Both of Mintz’s legs were broken during the shooting, according to a GoFundMe page set up by his family to cover medical and childcare costs. Photos on the page show Mintz smiling from a hospital bed. His aunt said Skinner has been by his side.

After spending 6 1/2 hours in surgery, “he is conscious and he understands what is going on,” Skinner wrote on Facebook.

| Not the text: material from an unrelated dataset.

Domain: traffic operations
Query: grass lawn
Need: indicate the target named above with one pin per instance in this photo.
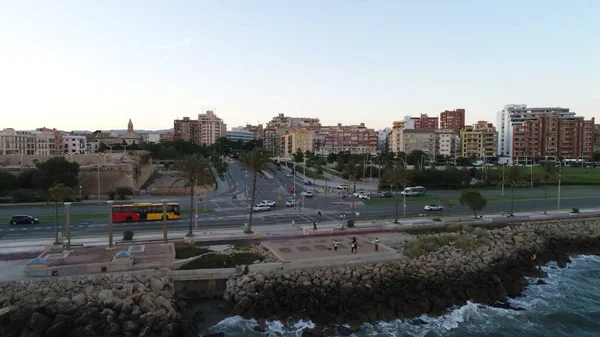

“He will have a long road ahead of him of recovery. However, he is one tough dude and he will do just fine,” she continued, adding, “Today he became a hero.”

Relatives have spoken to Mintz often since the shooting. His uncle Jerry Brown — who along with most of Mintz’s family lives in Randleman, North Carolina — also confirmed that Mintz had been shot multiple times while rushing the shooter, and said he was doing well in the hospital.

“We’re just so glad that he’s okay,” Brown said from North Carolina. “He always had determination. In a situation like that, you knew he would be the one to respond.”

Mintz was born and raised in Randleman, where he graduated from high school in 2003. He joined the Army and was stationed at Fort Lewis in Washington, where he met Skinner, Wanda Mintz said.

He also has a wrestling and mixed martial arts background, having fought twice on the MMA amateur circuit in 2011 and 2012.

“He was on the wrestling team and he’s done cage-fighting so it does not surprise me that he would act heroically,” aunt Sheila Brown told NBC News on Friday.

Mintz moved to Oregon six years ago when the North Carolina economy collapsed, Brown said. He had been working in the furniture business and living in a trailer with his young family but wanted something new.

“He’s gone out that way for a fresh start,” Brown said. “Things were going good out there for him. That’s what he was looking for — being with his family, raising his son, being in school.”

Mintz’s Facebook page is filled with motivational memes, reflections on the importance of faith and photos of him playing with his son.

Wanda Mintz said her nephew’s 6-year-old boy is autistic and is too young, anyway, to comprehend what happened to his father, who might need more surgeries and could be stuck in a wheelchair for some time after Thursday’s shooting.

“His son will never understand,” she said.

As the story of Mintz’s courageous actions became national news, a new post popped up on his Faecbook wall:

“This is Chris’s friend,” it reads. “Chris asked me to thank everyone for their support, he is grateful and keeping our community and all victims in his thoughts.”